Grand Central Terminal is known for being the largest railway station in the entire globe. This station was constructed between 1901 and 1903. The building of this station has an intriguing backstory because it was intended to rival Pennsylvania’s railroad station at the time.
“Something people don’t know about the largest railway station”
It was constructed in an era before heavy machinery. Its biggest train station was constructed over the course of more than two years. This train station is so large, according to US media accounts, that 10,000 people collaborated daily to build it. Not only is this station renowned for its size, but also for its architecture and style.
44 trains can halt at once at Grand Central Terminal
This station has 44 platforms in total, allowing 44 trains to stop at once. Let us mention that Grand Central Station has served as the backdrop for numerous movies.
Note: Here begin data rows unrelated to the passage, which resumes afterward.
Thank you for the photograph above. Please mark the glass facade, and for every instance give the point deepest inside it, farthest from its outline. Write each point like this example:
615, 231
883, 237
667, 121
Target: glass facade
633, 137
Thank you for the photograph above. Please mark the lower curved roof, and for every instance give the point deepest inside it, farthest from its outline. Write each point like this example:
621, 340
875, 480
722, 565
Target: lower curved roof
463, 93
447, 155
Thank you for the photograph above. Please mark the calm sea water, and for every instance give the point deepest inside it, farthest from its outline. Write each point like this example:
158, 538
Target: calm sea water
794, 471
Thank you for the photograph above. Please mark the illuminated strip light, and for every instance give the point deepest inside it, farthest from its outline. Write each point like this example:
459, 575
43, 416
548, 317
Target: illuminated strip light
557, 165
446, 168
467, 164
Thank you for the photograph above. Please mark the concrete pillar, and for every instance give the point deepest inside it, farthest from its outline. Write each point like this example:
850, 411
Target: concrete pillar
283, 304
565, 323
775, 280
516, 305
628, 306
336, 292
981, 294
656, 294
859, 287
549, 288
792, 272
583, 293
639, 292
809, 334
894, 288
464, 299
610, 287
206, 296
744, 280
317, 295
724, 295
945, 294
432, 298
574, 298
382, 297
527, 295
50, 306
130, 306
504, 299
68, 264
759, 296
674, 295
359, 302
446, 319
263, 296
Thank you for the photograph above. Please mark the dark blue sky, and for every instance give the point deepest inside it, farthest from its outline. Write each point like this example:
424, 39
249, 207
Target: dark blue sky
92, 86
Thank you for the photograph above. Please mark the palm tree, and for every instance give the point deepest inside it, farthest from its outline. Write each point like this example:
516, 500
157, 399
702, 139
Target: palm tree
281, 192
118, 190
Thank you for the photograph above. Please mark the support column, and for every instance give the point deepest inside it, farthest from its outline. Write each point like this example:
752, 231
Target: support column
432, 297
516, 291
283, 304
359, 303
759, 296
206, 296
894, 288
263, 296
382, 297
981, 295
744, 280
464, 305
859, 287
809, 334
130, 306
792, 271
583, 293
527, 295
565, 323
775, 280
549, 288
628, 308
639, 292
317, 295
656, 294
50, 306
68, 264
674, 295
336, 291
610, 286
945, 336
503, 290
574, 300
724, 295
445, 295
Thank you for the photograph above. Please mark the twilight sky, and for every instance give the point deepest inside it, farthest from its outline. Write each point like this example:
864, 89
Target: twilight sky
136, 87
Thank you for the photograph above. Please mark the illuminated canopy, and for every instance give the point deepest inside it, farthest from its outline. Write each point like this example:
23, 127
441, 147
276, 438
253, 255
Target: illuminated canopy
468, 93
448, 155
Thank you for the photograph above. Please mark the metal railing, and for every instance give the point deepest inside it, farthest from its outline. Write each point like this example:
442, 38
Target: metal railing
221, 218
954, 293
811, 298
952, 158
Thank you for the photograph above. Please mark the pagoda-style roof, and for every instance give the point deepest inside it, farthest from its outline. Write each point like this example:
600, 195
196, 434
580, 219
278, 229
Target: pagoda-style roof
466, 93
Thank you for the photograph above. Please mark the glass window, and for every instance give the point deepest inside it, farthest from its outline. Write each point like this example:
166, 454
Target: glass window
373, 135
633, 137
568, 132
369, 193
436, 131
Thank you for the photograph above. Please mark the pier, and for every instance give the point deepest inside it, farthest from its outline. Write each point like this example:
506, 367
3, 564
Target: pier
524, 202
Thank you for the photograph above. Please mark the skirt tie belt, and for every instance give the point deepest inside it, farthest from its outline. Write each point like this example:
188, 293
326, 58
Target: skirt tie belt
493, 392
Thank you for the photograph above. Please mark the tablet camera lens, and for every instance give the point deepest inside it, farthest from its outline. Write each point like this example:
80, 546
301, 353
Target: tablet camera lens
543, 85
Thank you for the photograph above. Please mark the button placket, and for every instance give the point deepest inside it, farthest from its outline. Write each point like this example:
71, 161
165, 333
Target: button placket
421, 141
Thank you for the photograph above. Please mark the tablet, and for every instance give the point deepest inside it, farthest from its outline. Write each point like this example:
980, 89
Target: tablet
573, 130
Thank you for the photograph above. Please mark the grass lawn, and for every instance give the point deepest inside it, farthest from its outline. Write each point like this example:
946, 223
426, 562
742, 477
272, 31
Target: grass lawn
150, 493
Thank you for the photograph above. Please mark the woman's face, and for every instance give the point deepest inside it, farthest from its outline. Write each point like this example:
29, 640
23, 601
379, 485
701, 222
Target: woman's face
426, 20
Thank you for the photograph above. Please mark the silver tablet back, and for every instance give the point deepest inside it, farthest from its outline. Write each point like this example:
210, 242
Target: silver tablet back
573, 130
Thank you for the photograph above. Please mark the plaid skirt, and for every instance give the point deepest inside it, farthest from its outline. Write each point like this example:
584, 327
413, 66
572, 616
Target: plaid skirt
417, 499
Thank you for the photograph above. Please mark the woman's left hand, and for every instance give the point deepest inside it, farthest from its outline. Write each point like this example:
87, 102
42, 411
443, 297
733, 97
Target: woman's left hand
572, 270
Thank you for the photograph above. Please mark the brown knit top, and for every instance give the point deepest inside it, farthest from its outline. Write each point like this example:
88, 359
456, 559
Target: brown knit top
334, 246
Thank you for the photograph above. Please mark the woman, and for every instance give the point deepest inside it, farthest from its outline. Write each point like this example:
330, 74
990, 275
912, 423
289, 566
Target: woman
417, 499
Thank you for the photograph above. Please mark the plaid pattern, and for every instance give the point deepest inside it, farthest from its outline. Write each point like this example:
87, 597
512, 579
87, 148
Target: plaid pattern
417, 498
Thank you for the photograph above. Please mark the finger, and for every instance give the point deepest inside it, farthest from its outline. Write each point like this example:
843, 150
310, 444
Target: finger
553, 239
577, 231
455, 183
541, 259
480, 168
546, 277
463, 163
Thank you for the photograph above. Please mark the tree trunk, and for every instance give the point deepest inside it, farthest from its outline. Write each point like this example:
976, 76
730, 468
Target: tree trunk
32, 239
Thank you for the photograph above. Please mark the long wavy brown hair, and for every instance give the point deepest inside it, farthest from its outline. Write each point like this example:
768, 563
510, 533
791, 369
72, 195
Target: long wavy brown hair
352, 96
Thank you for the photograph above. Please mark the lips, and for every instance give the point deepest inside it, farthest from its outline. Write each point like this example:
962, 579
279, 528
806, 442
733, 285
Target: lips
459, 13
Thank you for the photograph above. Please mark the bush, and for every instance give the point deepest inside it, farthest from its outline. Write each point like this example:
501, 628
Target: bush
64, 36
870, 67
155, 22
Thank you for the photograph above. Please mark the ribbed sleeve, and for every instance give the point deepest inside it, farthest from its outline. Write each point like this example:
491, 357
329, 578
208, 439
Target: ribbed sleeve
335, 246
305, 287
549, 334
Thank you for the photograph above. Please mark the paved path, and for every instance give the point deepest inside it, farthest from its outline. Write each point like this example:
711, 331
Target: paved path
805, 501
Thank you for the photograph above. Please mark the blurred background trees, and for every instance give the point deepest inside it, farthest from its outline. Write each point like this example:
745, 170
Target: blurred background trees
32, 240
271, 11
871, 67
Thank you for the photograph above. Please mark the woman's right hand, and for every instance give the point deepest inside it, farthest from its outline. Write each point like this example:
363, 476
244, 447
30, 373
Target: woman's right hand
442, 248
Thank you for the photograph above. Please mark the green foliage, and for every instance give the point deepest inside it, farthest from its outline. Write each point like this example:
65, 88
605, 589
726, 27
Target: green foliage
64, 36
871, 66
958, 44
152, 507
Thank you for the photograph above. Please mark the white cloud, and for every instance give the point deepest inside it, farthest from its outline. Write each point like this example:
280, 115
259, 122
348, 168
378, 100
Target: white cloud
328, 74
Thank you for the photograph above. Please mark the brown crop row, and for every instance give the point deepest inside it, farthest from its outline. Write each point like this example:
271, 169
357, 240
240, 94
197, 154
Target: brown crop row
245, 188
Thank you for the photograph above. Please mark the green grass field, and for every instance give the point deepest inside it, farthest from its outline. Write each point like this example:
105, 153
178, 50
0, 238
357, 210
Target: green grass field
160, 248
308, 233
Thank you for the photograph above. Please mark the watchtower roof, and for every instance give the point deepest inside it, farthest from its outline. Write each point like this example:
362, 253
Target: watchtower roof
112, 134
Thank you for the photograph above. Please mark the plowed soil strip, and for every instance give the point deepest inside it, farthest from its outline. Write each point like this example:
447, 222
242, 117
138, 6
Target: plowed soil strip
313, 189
Interesting facts about Indian Railways
The name Mathura, which is located in the state of Uttar Pradesh, is registered for the greatest railway junction in all of India. A railway station is considered to be at a junction when at least three different routes cross it. As a result, the Gorakhpur railway station in Uttar Pradesh is home to the world’s longest platform. Earlier versions of this document were filed under the name of Kharagpur station.
Also read:‘The Last of Us’ Episode 6 recap: Reunited brothers spark family drama for survival
Grand Central Station, Park Avenue and 42nd Street, New York City, USA, built during 1903–13, contains 44 platforms, making it the largest station in the world by platform count. With 26 tracks on the lower level and 41 tracks on the upper level, they are spread across two underground levels. The station is 19 ha (48 acres) in size, and on average, 125,000 commuters and 660 Metro North trains pass by it each day. Moreover, the Waldorf Astoria hotel, which is close to Grand Central Station, has a hidden platform. It is thought that President Franklin D. Roosevelt utilised this to exit the hotel in his wheelchair while remaining hidden from view (after giving a speech).